I tried to find this in the forums using some of the search words like alias search, but couldn’t find anything relevant. Sorry if I missed this. I don’t know if this is intentional design, a bug, or it could potentially be a feature request. But it could help as per me. Especially when there are a lot of files and you don’t quite remember whether the title is the file name or the alias.
Why do you need to use the “file:” search? I suspect that goes literally on the saved file name, only. However, if you just search for “abcde” (i.e. without using the “file:” prefix, you will get your file listed.
I just tried to create a new file, which I saved as “Test 2” and has an alias “Very Cool File Name”. Just searching a generic search for “very cool file name” will find Test 2.md. Searching with the “file:” prefix will not dig it out, as it isn’t even looking in the metadata for the files, only the literal name of the file.

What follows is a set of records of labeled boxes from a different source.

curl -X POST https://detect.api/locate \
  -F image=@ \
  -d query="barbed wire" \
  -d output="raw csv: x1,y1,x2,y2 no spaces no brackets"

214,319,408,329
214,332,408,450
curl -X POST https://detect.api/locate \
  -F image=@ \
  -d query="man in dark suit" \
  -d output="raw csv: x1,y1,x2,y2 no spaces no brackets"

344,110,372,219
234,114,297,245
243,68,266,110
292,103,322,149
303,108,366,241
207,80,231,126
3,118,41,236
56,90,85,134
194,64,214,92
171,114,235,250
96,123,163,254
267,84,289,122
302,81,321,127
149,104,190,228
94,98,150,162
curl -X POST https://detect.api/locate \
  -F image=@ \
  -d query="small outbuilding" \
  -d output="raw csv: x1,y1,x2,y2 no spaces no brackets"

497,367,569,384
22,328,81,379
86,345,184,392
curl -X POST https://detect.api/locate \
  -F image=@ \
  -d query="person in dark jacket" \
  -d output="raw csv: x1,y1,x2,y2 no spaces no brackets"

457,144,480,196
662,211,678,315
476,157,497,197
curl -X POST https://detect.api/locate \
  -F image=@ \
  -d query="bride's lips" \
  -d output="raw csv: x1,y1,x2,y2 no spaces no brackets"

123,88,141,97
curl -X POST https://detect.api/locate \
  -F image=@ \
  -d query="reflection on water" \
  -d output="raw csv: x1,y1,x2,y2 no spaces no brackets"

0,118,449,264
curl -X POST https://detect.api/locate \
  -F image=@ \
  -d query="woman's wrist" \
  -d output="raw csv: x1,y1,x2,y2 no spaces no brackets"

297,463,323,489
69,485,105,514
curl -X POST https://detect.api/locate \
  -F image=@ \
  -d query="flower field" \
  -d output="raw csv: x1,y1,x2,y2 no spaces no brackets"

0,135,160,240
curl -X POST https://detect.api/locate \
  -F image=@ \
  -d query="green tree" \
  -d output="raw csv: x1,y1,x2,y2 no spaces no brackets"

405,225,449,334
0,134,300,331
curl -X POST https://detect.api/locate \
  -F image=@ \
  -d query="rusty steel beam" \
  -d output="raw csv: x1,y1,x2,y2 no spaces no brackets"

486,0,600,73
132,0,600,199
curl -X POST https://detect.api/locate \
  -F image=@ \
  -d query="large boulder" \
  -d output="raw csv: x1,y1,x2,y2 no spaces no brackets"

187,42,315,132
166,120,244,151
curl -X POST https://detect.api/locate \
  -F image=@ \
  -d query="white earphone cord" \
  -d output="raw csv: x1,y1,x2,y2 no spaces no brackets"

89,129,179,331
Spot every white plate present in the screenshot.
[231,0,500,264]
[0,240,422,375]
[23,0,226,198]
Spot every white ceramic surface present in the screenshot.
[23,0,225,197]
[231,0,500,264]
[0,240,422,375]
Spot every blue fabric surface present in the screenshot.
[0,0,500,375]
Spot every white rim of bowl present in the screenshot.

To me the above makes sense and I don’t see it as a bug. I would say it is using unnecessary user-based specificity, and just like you won’t get the file if you use the “tags:” prefix, or the “path:” prefix, as it only looks for tags/paths, you will not get it listed with “file:” prefix as it only looks for file names, which isn’t either what you are actually looking for. If you are a little bit less specific and skip any special prefix it will get listed though.
+1
I use alias a lot in my vault. I appreciate being able to find notes based on their “title” whether the keyword comes from the file actual name or one of its aliases.
This approach is limited in the sense that I know that what I’m looking for notes on a specific topic and not anything random from my vault mentioning the keyword.